Interesting. Sounds a bit like what I've read from Husserl. Of course you may think not and I could be incorrect as my knowledge is mostly passages inserted by other writers quoting Husserl. But my interpretation from such limited knowledge, is that he reflects on not so much what the literal words are, but about how the words can be interpreted, or differently interpreted. Of course Husserl wrote in German and for the life of me I find it difficult to interpret anyone I've read in German from Kant to Schleiermacher to Hegel into "logical" English. I find it extremely difficult sometimes making sense of English other than strictly literal which is probably a lack in me. I guess that's why I am partial to "inventing" adjective and adverbial forms or using existing ones in uncommon formulations because English (for me to comprehend) needs extreme preciseness. At least I need it to be precise, and my experience is that I easily misinterpret "half-sentences, etc." To tell the truth I generally write my outlines in koine (greek). I don't know quite know why, since English is my birth tongue but many an argument that I've ever witnessed is because people are actually meaning the same thing and arguing over their own imprecise interpretations that they do have substantive to argue.

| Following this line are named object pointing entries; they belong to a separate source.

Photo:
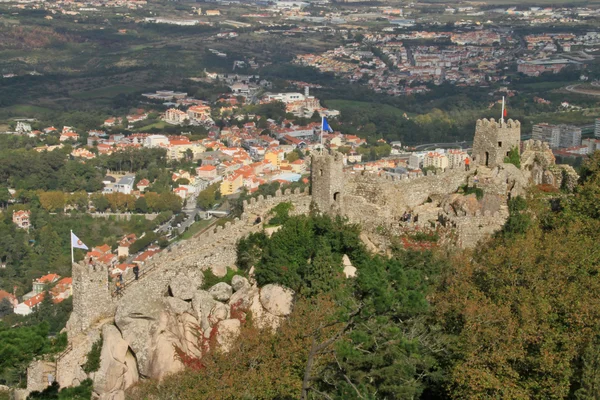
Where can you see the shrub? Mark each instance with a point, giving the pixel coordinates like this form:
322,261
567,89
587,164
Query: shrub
513,158
93,358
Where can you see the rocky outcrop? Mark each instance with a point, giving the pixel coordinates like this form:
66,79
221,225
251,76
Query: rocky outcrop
349,269
277,300
118,368
185,283
221,291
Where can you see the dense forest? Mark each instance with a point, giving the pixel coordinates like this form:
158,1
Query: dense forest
516,318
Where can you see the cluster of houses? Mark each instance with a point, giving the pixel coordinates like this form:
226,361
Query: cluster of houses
54,285
475,56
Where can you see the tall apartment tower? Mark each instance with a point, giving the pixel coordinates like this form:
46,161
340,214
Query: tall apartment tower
547,133
570,136
494,140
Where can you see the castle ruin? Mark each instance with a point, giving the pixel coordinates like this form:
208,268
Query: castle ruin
327,179
149,321
494,140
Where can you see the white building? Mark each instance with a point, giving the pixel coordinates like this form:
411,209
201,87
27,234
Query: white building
124,185
156,141
456,158
436,160
175,117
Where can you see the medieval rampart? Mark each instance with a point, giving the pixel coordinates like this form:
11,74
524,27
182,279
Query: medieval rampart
375,201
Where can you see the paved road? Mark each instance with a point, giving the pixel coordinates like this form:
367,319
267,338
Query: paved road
573,89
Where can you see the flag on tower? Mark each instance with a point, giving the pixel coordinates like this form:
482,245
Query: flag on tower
77,243
325,126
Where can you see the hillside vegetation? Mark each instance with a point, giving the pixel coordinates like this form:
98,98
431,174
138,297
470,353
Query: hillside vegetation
516,318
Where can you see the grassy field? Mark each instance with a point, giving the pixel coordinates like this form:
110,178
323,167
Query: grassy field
350,105
24,111
158,125
105,92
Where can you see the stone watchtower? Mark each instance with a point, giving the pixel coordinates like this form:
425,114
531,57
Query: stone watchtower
327,180
92,299
494,140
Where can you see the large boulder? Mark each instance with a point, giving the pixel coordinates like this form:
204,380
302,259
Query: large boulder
221,291
202,303
218,313
118,368
173,333
227,332
177,306
242,299
238,282
185,283
349,269
277,300
139,323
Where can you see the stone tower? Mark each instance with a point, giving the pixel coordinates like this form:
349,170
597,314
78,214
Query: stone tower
92,299
494,140
327,180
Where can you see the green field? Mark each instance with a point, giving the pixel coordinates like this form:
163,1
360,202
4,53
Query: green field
105,92
158,125
24,111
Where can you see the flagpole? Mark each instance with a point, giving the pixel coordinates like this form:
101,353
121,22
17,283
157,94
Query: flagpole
71,240
322,123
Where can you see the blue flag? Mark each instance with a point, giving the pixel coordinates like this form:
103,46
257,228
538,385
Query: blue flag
325,126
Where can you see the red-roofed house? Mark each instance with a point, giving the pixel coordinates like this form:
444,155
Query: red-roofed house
181,192
40,283
143,184
28,306
11,298
62,290
124,244
68,136
21,218
206,171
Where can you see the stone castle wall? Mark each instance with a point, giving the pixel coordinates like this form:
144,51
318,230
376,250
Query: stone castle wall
493,140
327,177
93,301
375,201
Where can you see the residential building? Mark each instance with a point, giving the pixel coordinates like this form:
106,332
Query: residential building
143,184
124,185
570,136
62,290
68,136
40,284
175,117
181,192
591,144
232,184
206,172
437,160
29,305
456,158
547,133
274,157
124,244
156,141
21,218
12,299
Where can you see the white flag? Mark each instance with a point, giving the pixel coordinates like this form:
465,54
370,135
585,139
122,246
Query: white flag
77,243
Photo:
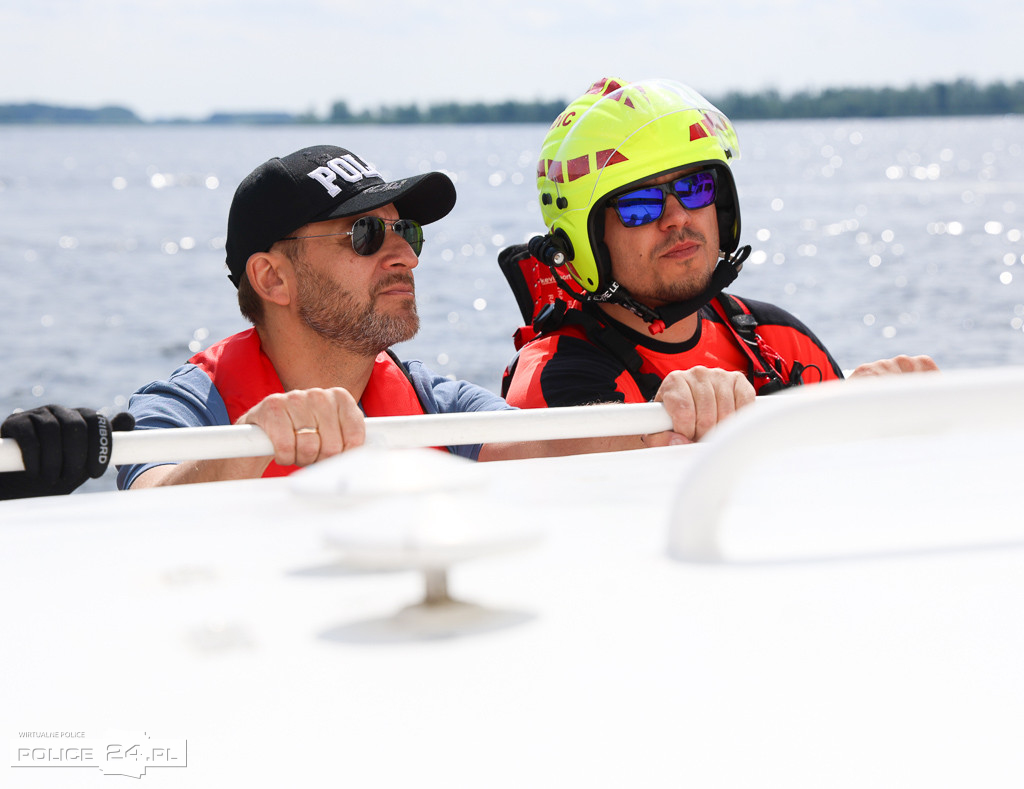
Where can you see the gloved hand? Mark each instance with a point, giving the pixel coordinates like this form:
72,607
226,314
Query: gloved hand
60,448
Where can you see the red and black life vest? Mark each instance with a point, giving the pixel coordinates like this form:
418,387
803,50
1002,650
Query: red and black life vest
244,375
547,307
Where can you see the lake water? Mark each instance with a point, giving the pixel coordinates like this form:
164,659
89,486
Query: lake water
884,236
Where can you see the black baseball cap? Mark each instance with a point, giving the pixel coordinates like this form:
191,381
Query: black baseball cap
315,184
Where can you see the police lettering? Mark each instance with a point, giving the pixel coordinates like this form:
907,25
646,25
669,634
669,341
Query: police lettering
350,169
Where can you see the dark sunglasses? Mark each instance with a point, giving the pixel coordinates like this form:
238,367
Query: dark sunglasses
369,232
641,207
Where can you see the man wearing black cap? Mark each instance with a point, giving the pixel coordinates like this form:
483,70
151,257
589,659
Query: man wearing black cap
322,250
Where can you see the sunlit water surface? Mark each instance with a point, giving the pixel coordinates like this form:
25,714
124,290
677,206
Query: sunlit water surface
884,236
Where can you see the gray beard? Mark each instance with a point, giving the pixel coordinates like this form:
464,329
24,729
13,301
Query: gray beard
333,314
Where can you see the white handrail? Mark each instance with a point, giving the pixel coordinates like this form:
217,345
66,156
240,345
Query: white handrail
397,432
833,413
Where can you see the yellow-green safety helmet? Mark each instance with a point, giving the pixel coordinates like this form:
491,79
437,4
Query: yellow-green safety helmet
620,134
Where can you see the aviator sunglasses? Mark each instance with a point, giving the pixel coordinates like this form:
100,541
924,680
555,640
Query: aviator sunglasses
369,232
641,207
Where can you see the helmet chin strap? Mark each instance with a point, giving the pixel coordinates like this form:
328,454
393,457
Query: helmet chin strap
659,319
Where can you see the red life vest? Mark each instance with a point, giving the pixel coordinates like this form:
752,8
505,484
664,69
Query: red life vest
244,376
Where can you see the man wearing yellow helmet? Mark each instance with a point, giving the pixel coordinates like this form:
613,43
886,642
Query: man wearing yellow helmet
636,189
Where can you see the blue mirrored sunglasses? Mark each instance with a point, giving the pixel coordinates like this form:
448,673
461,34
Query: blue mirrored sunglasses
369,232
641,207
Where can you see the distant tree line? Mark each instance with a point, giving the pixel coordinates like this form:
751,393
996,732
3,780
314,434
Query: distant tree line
506,112
45,114
963,97
957,98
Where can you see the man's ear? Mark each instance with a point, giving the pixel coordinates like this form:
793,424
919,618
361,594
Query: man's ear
271,276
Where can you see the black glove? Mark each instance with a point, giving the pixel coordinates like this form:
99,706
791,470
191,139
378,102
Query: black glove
60,448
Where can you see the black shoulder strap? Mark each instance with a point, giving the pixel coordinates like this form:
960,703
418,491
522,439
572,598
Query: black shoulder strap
765,377
509,260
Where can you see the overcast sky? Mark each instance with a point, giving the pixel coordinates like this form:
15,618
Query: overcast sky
192,57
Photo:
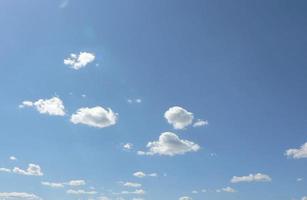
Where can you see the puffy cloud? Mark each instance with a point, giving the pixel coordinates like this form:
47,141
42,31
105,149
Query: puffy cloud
131,184
200,123
251,178
18,195
297,153
79,61
53,185
53,106
5,170
95,117
32,170
226,189
79,192
185,198
141,174
178,117
170,144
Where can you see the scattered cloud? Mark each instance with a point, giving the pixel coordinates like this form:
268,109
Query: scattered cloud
18,195
53,106
200,123
141,174
81,192
178,117
32,170
170,144
79,61
297,153
251,178
98,117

For instance; "Jimmy Carter had no understanding of how to make his policies understood by the American people." "Jimmy Carter was a terrible president." The first was trying to say why he thought Carter failed, but doesn't actually state a preference one way or the other for the policies. The latter stated his preference but not the why. But both agreed that Carter failed. I witnessed one shooting at the other simply out of miscomprehension of lazy and imprecise. usage of the language I, personally, am very wary of attempting to understand such impreciseness by English speakers because too often I've seen conflict arise when the interpreter of a statement may not interpret the speaker the way the speaker meant or the speaker may not interpret the interpreter's meaning of his own comment.

This may not create conflicts to the same degree in philosophical discussions of linguistics, but I can't tell you how many broken friendships I've witnessed over misinterpreting incomplete thoughts. English simply has too few inflections to be interpreted unless thoughts and statements are complete and leave as little as possible to being interpreted other than in the manner the speaker intended.

And I would think speakers would want to be precise to not be misinterpreted.

So to your illustration the man has left the room (but he's halfway in the doorway) I would be incapable of making sense of the statement he's left the room if he's halfway in the doorway. But I could make sense of man is half way through the doorway and is leaving the room.

Of course there is another way to interpret my reply---you could interpret my whine to mean that I'm on the lower end of language development skills, i.e. I'm too dumb to properly assume what they mean like all normal English speakers do.